The MYP Top Ten #3
The Global Eagle - Week October 31 - November 4, 2016
1- The Learner Profile
2- Concept based learning
3- Inquiry Questions
As we continue deepening our understanding of the Middle Years Programme, this week I invite you to read the attached section about Inquiry Learning from Principles into Practice guide. As we want our classes to be scaffolding inquiry we have to ask all 3 types of questions: factual, conceptual, and debatable as we unfold our units Inquiry Statement.
Statement of inquiry
Teachers construct the statement of inquiry for a unit by combining a key concept, one or more related concepts, and a global context for the unit into a meaningful statement that students can understand.
This statement expresses the relationship between concepts and context; it represents a transferable idea supported by factual content. Statements of inquiry facilitate synergistic thinking, synthesizing factual and conceptual levels of mental processing and creating a greater impact on cognitive development than either level of thinking by itself (Erickson 2007; Marzano 2009).
The statement of inquiry:
• represents a contextualized, conceptual understanding
• describes a complex relationship that is worthy of inquiry
• explains clearly what students should understand and why that understanding is meaningful
• can be qualified (using phrases such as “often”, “may” and “can”) if it is not true in all situations, but is still an important idea
• can be formulated at different levels of specificity.

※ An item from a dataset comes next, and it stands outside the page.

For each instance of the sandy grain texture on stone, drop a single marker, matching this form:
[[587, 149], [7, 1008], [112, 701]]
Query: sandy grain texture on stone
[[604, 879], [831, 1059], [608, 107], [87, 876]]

Teachers can make very broad statements more specific, age-appropriate and focused by asking themselves “Why/how does this relationship or principle occur?” and “What are the implications of this understanding?”
However, statements of inquiry should not be so specific that they cannot be transferable beyond the content of the unit.
Inquiry questions are drawn from, and inspired by, the statement of inquiry. Teachers and students develop these questions to explore the statement of inquiry in greater detail. Students can develop their own questions in ways that satisfy curiosity and deepen understanding. The strands of subject-specific objectives can also be helpful in formulating inquiry questions.
Inquiry questions give shape and scope to a unit of study, and they help to scaffold the objectives that students should strive to achieve. As the unit progresses, both teachers and students can develop additional questions to explore.